Introduction
Whilst many modern applications exchange data in well defined standard ways (such as XML or JSON) the reality is that a great deal of data is still packaged in flat files (by which I mean comma separated values, or fixed width text files).
This library is concerned with turning these files into arrays of type-safe objects and using semantic meaning in those objects to validate the files concerned.
Background
The use of attributes to tag properties of your classes is quite common in both Entity Framework and also in System.Runtime.Serialization. This library very much follows that model but if you are not familiar with it then I recommend reading this article to start with.
Using the code
For a worked example, we'll start with a flat file which contains historical price information about Microsoft shares from Yahoo:
What is desired is to turn this into an IEnumerable of a class called StockPrice that can be declared thus:-
Public Class YahooStockPrice
Public Property PriceDate As Date
Public Property OpenPrice As Nullable(Of Decimal)
Public Property HighPrice As Nullable(Of Decimal)
Public Property LowPrice As Nullable(Of Decimal)
Public Property ClosingPrice As Nullable(Of Decimal)
Public Property Volume As Nullable(Of Decimal)
Public Property AdjustedClose As Nullable(Of Decimal)
End Class
Field separator and field definition
You specify the field separator at the class level with the RecordFieldSeperator attribute.

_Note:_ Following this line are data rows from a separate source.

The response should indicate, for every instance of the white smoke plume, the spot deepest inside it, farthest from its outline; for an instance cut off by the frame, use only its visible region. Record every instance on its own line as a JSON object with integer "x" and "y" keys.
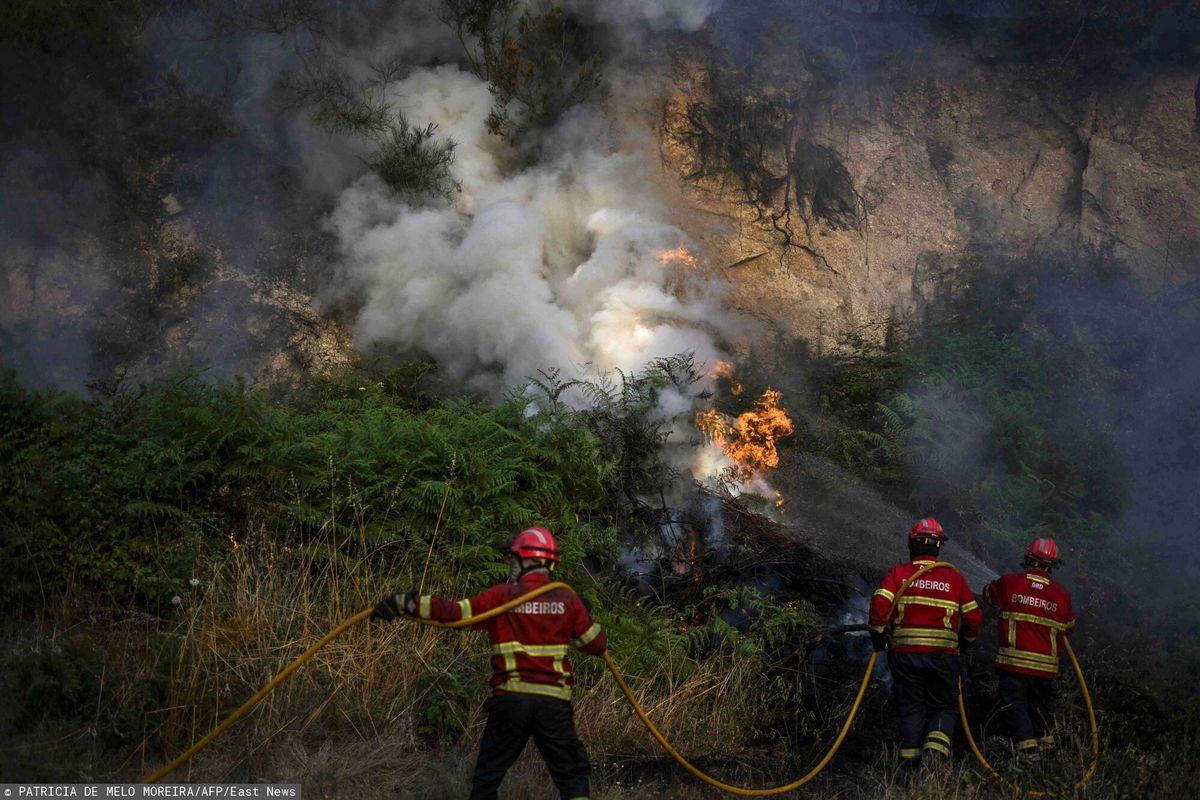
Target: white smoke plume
{"x": 556, "y": 265}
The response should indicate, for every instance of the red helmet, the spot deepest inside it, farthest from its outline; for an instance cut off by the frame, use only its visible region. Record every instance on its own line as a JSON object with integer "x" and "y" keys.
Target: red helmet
{"x": 1043, "y": 551}
{"x": 928, "y": 529}
{"x": 535, "y": 543}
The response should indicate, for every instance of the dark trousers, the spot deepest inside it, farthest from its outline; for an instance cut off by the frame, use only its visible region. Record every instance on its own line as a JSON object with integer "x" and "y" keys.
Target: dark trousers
{"x": 1029, "y": 704}
{"x": 511, "y": 720}
{"x": 925, "y": 686}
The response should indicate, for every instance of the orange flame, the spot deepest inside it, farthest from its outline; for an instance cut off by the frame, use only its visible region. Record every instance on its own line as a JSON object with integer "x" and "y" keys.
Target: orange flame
{"x": 677, "y": 256}
{"x": 751, "y": 439}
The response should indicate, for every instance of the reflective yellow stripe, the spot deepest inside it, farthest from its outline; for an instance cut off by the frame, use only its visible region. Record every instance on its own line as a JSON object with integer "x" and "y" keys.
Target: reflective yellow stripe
{"x": 587, "y": 636}
{"x": 525, "y": 687}
{"x": 903, "y": 633}
{"x": 1026, "y": 655}
{"x": 537, "y": 650}
{"x": 929, "y": 643}
{"x": 1036, "y": 620}
{"x": 1027, "y": 660}
{"x": 929, "y": 601}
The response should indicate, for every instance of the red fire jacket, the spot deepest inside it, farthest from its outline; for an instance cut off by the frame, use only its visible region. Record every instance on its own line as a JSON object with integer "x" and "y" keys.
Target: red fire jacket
{"x": 1035, "y": 618}
{"x": 529, "y": 642}
{"x": 933, "y": 611}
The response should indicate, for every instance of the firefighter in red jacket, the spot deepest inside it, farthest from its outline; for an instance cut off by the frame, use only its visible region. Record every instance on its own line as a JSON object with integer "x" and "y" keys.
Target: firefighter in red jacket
{"x": 532, "y": 675}
{"x": 934, "y": 618}
{"x": 1035, "y": 619}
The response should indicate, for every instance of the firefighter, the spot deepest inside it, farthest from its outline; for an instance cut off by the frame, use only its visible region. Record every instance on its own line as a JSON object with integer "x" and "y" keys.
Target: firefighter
{"x": 1035, "y": 619}
{"x": 532, "y": 675}
{"x": 934, "y": 618}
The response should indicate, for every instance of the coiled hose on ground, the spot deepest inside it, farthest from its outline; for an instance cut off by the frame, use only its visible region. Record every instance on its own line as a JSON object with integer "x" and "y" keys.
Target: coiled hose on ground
{"x": 641, "y": 713}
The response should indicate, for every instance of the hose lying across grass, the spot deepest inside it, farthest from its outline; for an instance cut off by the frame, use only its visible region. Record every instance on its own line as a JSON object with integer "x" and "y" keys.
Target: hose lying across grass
{"x": 646, "y": 720}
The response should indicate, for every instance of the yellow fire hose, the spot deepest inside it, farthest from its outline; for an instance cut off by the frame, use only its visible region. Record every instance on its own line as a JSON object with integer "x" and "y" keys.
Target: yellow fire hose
{"x": 1091, "y": 721}
{"x": 637, "y": 708}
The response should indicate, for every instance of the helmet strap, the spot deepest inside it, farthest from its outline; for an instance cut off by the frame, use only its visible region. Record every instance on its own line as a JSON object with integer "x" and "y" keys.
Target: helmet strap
{"x": 522, "y": 566}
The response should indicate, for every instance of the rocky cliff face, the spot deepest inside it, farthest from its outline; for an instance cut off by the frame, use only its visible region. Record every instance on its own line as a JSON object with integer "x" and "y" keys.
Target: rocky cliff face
{"x": 949, "y": 157}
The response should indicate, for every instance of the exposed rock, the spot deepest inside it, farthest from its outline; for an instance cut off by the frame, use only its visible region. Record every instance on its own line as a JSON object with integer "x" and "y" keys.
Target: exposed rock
{"x": 960, "y": 155}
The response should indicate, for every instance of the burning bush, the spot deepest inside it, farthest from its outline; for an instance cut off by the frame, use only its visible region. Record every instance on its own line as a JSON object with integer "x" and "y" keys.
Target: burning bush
{"x": 751, "y": 439}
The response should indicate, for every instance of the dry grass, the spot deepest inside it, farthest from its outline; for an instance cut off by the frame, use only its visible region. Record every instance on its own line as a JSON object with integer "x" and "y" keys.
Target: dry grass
{"x": 349, "y": 723}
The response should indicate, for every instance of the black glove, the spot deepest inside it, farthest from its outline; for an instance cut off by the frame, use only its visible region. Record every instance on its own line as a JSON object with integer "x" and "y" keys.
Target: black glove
{"x": 393, "y": 606}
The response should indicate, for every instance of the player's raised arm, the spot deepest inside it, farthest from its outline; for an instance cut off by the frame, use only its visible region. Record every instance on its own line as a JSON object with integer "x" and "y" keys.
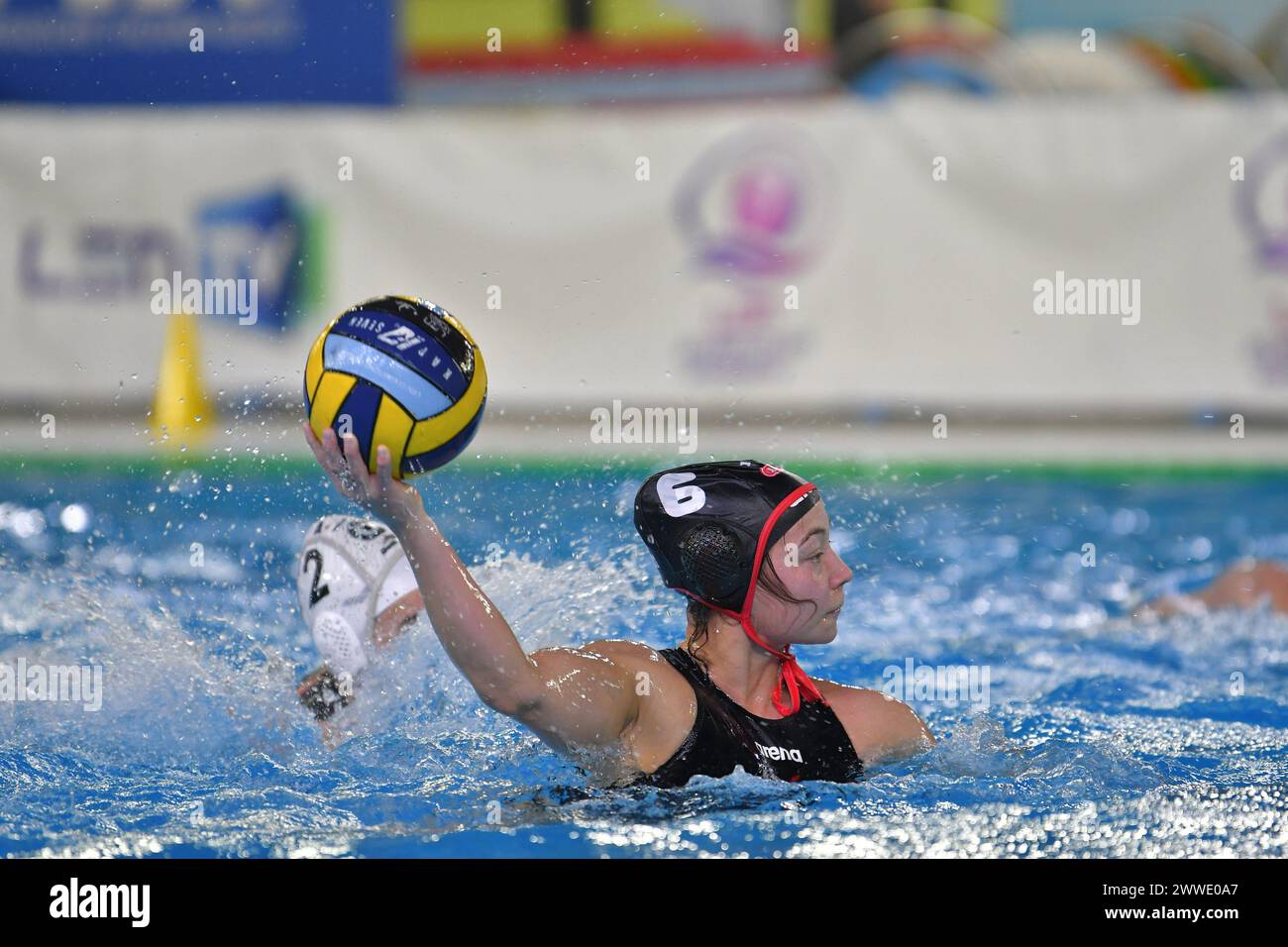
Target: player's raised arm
{"x": 568, "y": 697}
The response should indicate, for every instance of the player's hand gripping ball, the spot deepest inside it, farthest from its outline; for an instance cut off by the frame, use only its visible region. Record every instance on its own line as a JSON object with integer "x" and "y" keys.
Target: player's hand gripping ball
{"x": 402, "y": 372}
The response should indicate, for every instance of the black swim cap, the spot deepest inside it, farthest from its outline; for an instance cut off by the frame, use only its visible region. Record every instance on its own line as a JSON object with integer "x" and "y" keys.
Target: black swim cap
{"x": 706, "y": 523}
{"x": 708, "y": 527}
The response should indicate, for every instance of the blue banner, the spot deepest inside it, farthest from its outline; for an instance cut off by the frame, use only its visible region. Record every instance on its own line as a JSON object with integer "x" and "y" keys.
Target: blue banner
{"x": 111, "y": 52}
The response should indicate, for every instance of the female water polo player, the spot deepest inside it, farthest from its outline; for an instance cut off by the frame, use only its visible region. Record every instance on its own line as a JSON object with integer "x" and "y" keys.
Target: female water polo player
{"x": 748, "y": 545}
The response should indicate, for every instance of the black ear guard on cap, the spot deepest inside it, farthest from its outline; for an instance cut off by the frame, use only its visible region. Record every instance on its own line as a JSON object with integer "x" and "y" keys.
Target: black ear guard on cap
{"x": 702, "y": 522}
{"x": 712, "y": 562}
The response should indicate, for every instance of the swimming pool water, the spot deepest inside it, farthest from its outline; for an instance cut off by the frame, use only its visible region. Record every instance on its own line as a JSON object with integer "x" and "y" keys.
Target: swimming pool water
{"x": 1099, "y": 736}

There are four possible standard separators (comma, tab, pipe or semicolon) or you can specify your own custom separator as an array of characters.
Then each field that you want to read is specified by the RecordColumn attribute. This takes a column header name and the ordinal position of the field. You do not have to specify every field but (obviously) any attempt to specify two properties at the same column position will throw an error.
Imports FileUtilities
<RecordFieldSeperator(FileUtilities.RecordFieldSeperatorAttribute.StandardSeparators.Comma)>
Public Class YahooStockPrice
<RecordColumn("Date", 0)>
Public Property PriceDate As Date
<RecordColumn("Open", 1)>
Public Property OpenPrice As Nullable(Of Decimal)
<RecordColumn("High", 2)>
Public Property HighPrice As Nullable(Of Decimal)
<RecordColumn("Low", 3)>
Public Property LowPrice As Nullable(Of Decimal)
<RecordColumn("Closing", 4)>
Public Property ClosingPrice As Nullable(Of Decimal)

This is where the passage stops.